What we want the Government to do is to go back and reconsider the amount it is putting into the defence budget. We must find a way to hold on to at least some air defence capability. We have suggested that at the very least the Government should hold onto the Macchi Squadrons. The cost of that option is less than $30 million a year which is not a lot of money in the over-all scheme of things.
It can no longer be said that we live in benign times and we believe the Government should now urgently review its current defence strategy in full consultation with the public. Pending the outcome of that process we want the Government to reverse, or at least suspend its decision to scrap the air combat force.
Despite what the Government might now claim it had no clear and explicit mandate for this decision. Nor was there any attempt made after the last election to consult the public before the decision was announced.
The reality is that the Prime Minister and other key people in the Government have had the air combat force in their sights for a very long time – perhaps decades – but rather than pursue their target in a forthright, open and democratic manner, they have used political cunning to reach their goal without a decent opportunity for the public to have their say.
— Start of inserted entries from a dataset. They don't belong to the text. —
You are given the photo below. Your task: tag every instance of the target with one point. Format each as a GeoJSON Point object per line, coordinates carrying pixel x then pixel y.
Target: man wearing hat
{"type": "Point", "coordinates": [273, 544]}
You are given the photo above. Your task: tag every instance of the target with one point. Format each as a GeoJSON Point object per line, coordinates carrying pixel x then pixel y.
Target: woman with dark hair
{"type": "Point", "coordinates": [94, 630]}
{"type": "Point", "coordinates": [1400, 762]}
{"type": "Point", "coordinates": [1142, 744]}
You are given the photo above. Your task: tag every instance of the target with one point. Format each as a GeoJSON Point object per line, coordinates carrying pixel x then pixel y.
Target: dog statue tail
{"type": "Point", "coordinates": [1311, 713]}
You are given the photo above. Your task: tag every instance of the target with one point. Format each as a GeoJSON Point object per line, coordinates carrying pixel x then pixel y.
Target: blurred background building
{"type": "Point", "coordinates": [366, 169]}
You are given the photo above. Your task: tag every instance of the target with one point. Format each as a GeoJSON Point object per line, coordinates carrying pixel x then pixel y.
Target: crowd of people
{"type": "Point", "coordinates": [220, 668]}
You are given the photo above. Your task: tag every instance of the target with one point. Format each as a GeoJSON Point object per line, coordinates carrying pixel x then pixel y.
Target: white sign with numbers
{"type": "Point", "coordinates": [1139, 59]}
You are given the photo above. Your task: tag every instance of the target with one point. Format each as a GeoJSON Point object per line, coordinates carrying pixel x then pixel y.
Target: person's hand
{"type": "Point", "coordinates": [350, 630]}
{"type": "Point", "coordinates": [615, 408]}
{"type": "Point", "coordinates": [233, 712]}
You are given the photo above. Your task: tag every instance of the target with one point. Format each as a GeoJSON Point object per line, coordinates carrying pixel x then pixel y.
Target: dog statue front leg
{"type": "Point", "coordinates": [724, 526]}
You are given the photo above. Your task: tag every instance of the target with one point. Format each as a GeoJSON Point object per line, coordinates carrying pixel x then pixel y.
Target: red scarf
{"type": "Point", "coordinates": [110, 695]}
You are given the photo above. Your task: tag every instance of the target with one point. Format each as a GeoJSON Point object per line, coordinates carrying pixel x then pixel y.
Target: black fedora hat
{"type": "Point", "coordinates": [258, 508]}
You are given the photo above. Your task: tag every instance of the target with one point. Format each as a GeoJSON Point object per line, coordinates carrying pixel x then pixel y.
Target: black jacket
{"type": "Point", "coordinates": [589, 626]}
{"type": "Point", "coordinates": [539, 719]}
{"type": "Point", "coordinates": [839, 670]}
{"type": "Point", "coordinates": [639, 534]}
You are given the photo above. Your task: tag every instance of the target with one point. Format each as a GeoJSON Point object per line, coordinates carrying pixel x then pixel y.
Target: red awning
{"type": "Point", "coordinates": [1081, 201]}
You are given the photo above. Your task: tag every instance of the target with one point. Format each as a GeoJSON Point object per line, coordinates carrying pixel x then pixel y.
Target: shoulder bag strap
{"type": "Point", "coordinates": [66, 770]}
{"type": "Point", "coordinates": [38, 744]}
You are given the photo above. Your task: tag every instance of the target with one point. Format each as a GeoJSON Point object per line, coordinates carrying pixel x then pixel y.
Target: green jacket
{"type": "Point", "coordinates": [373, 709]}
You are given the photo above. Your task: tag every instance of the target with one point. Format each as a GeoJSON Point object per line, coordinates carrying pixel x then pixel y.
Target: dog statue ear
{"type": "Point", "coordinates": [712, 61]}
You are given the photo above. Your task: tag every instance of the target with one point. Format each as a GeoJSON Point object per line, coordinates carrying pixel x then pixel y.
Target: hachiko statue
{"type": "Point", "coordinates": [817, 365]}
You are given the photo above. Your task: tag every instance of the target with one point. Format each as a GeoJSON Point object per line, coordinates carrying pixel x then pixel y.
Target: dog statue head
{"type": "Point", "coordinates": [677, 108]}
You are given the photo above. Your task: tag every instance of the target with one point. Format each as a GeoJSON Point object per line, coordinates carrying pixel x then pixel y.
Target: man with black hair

We not only condemn the un-democratic manner in which the Government has orchestrated this decision, we also challenge the Government’s legal right to make the decision in the first place. The Defence Act constitutes the Air Force as one of the armed forces in the New Zealand Defence Force. The Minister of Defence has the right to control the New Zealand Defence Force, but in our opinion this does not give the Government the right to convert the Air Force from an armed force into an unarmed force. The Campaign is currently investigating a court challenge to the decision and we hope to make an announcement on this in the next few days.
While the Campaign is highly critical of the Labour/Alliance Government, it is also critical of the National Party. We seriously question the National Party’s commitment to defence during its last two terms in Government and we ask, exactly what commitment will the National Party make to our nation’s air defence capability if it becomes the Government, or part of the Government, at the end of next year.
We also ask the same of the other major opposition parties, New Zealand First and ACT.